Le travail auquel m’invite le « Nekam » est beaucoup plus ardu et plus enrichissant aujourd’hui que celui consistant à chercher et à châtier sauvagement l’assassin de l’époque. En homme plus éclairé, prenant de la distance et conduit par la raison, ma vision vengeresse d’antan, si elle n’a pas disparue mais c’est tout simplement endormie et le jugement qui a envoyé l’assassin à la prison d’Arlon, jugement en bonne et due forme m’apparait beaucoup plus juste.
Mais cet abandon du goût de la vengeance ne s’est pas fait tout seul. Pendant des années après mon accession au grade de Maître, le souvenir de ce triste passé toujours me hantait, et petit à petit une décision a été prise, une prise de conscience que maintenant je suis différent, le passé est terminé et une nouvelle façon de me comporter doit naître. La sanction infligée n’est plus alors de l’ordre de la vengeance aveugle mais d’une punition juste qui prend un caractère sacré.
Je m’accepte tel que je suis, je me suis libéré de mes vices et passions destructeurs. Je comprends néanmoins que mes mauvais compagnons sont toujours là, sous contrôle, mais sommeillant. Par le jeu des diverses substitutions (tantôt JOHABEN, tantôt HABIRAM le meurtrier) je me pardonne pour casser le cycle vengeance – punition. J’ai compris bien plus tard que la vengeance ressentie ce jour là était quelque part le sentiment de vouloir effacer la souffrance et la douleur ressenties lors de cette journée funeste. J’ai maintenant le sentiment d’avoir acquis, sans prétention aucune, une infime parcelle de sagesse, car celui qui n’a pas connu la haine ignore le goût amer de la vengeance.

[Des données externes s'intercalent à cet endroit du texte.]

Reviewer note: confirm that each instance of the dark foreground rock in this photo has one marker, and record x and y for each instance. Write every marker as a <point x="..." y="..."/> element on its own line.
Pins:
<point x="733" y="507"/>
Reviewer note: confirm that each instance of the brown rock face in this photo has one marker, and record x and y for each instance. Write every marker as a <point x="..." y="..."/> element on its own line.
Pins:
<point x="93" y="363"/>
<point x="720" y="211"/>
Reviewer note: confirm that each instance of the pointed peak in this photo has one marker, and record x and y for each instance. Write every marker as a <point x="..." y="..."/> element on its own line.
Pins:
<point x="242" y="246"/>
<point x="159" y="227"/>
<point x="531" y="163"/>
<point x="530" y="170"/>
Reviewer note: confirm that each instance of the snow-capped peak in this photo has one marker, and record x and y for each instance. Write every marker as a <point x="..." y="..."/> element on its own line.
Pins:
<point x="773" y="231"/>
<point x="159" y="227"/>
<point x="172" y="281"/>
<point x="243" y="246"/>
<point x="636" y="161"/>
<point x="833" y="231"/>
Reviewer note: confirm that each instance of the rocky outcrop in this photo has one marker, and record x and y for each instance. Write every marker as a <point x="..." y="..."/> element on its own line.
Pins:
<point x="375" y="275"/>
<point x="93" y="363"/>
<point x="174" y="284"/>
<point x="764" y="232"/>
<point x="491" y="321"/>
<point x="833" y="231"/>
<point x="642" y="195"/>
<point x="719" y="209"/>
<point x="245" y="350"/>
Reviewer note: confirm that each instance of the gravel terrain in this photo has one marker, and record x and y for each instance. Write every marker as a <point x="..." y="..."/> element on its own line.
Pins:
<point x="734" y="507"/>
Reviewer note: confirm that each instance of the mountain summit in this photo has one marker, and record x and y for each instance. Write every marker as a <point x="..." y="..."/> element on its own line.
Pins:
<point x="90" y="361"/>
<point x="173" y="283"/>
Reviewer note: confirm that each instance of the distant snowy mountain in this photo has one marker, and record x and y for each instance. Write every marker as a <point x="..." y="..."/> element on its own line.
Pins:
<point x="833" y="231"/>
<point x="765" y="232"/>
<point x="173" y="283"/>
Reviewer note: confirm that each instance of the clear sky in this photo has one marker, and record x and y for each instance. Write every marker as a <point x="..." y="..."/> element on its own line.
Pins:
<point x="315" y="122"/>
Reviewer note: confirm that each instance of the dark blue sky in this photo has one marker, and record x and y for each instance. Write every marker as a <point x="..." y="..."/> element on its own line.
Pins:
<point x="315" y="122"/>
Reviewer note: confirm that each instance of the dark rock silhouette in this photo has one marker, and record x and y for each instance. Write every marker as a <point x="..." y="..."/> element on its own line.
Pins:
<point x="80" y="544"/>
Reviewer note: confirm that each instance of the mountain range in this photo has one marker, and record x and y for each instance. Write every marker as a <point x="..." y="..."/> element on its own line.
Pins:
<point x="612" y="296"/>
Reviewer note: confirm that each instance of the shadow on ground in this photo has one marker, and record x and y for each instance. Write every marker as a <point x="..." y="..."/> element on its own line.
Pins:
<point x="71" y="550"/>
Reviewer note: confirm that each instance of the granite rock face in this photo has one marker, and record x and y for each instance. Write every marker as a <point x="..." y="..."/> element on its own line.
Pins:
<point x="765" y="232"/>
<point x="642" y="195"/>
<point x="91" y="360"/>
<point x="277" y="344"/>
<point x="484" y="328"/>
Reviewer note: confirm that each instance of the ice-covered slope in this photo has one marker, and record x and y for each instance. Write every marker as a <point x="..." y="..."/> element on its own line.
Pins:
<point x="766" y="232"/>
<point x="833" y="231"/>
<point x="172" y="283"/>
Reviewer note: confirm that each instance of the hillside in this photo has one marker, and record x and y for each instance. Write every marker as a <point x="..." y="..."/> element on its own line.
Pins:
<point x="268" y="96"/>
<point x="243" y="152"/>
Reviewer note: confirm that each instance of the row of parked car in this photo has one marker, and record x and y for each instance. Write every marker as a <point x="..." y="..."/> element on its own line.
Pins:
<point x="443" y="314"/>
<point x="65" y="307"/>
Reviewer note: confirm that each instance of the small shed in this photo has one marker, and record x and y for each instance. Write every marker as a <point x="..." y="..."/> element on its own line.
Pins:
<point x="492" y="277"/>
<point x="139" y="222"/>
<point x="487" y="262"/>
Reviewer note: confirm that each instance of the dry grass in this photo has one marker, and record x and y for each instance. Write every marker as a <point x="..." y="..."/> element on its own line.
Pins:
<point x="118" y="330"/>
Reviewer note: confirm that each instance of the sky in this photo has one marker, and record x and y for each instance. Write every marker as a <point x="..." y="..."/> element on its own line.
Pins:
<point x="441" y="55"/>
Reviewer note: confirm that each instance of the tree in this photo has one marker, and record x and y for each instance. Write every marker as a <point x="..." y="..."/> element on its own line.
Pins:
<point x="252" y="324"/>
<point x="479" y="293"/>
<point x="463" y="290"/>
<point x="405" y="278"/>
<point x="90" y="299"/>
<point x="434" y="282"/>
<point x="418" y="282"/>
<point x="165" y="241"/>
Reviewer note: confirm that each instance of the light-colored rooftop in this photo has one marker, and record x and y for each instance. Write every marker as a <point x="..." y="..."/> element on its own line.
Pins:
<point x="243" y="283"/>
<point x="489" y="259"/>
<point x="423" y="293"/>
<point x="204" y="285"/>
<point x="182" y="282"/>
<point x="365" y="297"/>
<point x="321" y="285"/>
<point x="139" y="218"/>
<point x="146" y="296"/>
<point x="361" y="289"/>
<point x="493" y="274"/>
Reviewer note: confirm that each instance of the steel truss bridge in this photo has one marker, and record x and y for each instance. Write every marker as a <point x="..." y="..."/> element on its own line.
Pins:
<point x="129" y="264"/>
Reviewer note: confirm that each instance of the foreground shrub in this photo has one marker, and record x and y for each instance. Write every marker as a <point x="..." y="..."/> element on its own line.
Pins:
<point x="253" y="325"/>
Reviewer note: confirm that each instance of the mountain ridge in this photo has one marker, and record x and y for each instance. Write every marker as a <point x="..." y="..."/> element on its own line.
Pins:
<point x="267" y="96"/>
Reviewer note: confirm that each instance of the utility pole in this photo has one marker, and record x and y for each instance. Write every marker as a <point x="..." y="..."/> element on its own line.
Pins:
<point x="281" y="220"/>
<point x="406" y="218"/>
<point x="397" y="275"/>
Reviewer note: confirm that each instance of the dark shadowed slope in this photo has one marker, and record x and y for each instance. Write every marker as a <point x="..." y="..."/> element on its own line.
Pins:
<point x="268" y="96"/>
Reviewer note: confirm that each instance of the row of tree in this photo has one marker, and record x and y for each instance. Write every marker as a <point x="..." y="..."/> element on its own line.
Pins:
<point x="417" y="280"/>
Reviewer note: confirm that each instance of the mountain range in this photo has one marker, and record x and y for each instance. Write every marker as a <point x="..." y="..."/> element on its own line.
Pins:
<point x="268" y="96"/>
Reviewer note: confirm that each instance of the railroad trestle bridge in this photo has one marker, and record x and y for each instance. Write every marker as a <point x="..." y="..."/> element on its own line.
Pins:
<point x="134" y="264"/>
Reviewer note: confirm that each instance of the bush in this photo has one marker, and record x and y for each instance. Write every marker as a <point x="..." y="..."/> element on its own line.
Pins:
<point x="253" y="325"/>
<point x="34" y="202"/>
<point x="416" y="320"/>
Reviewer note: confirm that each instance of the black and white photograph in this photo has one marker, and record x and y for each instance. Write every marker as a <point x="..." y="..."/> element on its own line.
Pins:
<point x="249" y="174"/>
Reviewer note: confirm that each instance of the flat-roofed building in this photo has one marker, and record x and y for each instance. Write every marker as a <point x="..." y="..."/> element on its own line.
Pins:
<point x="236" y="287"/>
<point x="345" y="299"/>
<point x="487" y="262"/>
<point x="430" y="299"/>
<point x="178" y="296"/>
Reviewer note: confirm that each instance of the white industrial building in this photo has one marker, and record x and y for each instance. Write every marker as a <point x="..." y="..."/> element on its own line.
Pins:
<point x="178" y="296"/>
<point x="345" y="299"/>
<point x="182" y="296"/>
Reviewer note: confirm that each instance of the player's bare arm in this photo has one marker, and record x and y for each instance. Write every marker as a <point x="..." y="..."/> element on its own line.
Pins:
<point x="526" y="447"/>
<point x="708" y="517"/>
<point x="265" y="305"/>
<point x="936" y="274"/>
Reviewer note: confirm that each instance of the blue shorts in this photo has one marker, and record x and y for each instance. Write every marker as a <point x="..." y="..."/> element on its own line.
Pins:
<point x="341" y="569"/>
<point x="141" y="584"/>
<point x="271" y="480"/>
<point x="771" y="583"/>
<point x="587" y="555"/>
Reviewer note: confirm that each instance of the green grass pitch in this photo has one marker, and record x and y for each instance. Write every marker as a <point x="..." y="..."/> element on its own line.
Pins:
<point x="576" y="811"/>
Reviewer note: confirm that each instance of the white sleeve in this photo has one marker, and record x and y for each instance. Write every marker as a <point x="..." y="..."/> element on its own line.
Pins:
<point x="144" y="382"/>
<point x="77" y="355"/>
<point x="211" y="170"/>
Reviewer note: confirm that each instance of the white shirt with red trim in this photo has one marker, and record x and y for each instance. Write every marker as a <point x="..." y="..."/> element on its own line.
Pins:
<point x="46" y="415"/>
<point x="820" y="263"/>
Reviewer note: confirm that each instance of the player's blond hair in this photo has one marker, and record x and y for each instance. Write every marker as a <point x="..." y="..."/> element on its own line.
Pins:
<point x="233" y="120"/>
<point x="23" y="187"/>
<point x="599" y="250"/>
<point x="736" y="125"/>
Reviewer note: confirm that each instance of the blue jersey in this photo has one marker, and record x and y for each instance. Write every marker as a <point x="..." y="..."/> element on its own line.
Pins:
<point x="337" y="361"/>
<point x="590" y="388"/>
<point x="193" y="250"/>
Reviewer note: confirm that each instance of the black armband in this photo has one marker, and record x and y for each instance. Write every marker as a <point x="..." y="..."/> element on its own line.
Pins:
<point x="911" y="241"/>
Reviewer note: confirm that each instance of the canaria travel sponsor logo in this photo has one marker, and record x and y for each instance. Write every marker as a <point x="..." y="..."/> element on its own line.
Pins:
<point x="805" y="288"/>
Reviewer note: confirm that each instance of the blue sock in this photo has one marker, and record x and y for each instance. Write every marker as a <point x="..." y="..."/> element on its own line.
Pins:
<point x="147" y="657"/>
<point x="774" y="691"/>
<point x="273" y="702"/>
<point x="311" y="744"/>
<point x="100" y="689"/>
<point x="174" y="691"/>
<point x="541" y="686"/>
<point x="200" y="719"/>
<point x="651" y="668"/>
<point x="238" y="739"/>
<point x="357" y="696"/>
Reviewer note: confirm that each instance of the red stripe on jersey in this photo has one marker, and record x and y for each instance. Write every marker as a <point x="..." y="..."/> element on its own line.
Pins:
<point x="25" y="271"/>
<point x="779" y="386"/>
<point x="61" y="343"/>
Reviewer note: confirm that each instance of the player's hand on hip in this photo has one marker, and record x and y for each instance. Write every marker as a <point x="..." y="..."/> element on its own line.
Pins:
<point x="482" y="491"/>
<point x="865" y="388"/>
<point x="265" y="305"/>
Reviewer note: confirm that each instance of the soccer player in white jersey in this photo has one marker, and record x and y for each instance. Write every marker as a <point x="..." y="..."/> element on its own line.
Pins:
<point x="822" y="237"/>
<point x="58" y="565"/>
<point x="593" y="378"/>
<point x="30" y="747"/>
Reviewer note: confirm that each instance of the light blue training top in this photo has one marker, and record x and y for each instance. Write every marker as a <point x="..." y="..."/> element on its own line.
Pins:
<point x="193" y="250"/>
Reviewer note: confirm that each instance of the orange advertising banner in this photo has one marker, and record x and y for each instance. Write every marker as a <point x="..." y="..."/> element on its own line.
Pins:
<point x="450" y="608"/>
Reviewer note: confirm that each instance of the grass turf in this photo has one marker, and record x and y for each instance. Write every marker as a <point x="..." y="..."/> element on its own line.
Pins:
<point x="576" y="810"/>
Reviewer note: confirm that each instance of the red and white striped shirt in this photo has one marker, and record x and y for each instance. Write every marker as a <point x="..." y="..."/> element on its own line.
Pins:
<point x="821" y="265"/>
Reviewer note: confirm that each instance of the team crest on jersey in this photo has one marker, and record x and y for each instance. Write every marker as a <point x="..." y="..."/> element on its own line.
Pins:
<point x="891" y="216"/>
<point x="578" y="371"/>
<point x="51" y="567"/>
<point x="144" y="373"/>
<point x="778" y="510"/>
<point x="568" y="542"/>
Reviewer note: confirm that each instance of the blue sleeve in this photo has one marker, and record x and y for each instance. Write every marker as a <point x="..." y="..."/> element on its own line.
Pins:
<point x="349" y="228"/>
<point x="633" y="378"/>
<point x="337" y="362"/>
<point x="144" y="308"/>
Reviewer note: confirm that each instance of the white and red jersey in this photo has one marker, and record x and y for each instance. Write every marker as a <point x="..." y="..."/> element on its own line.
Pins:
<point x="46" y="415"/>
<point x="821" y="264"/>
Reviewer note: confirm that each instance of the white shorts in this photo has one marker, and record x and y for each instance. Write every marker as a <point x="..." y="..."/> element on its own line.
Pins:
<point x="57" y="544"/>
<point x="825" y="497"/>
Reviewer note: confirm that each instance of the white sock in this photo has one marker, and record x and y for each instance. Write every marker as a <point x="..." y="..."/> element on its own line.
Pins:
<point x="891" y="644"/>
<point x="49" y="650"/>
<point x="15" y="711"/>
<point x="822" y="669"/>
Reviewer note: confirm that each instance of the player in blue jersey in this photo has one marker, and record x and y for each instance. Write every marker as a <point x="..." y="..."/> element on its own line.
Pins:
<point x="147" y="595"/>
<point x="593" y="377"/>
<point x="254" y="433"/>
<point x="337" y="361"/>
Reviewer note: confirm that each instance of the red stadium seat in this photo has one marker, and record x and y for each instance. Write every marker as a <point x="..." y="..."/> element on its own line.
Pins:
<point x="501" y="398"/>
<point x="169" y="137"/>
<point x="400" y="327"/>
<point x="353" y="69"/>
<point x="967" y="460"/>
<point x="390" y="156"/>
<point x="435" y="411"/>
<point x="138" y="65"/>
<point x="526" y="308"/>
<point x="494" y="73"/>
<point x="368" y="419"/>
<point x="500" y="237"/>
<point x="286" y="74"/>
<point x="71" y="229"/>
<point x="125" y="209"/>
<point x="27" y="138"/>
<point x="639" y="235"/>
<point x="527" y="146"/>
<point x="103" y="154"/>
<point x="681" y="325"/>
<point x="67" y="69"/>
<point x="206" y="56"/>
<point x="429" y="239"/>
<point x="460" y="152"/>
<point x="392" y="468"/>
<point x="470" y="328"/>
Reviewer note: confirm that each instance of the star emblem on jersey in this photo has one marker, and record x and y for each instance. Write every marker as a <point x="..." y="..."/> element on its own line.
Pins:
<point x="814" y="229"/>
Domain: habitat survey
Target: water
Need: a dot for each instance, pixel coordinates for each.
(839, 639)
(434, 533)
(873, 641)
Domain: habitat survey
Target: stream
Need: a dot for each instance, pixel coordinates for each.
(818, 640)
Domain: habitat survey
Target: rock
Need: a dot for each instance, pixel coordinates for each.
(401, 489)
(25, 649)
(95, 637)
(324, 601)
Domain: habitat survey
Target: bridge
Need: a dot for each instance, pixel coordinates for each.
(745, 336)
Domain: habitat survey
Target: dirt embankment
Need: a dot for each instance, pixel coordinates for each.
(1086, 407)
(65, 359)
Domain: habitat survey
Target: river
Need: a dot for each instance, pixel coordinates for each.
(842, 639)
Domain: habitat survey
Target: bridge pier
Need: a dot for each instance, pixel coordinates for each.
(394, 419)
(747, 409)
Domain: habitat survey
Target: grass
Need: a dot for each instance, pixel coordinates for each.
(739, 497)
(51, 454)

Je prends en charge la responsabilité de l’inexcusable, mais n’oublie pas, je reste vigilant. Le pardon permet la conciliation. Je ne suis plus habité par aucune haine, je suis en paix avec moi-même et je repousse l’animalité présente en moi. C’est l’ouverture du cœur et le fait de s’aimer un peu plus permet d’aimer les autres, bien davantage… Néanmoins, celui qui pardonne n’ignore pas le désir de vengeance, mais il décide de le surmonter et de le surpasser. C’est pour cela que le pardon demande un grand courage, et, avec effroi, je sais maintenant qu’il est pour moi très difficile de pardonner, même si plus aucun désir de vengeance ne m’habite. Mais ceci, est une autre histoire !
Maintenant, mes FF\ et mes SS\, descendez et laissez moi continuer seul mon chemin, dans ce petit train bruyant, qui m’emmène là bas, vers mon ultime gare…mais dans bien longtemps, j’espère.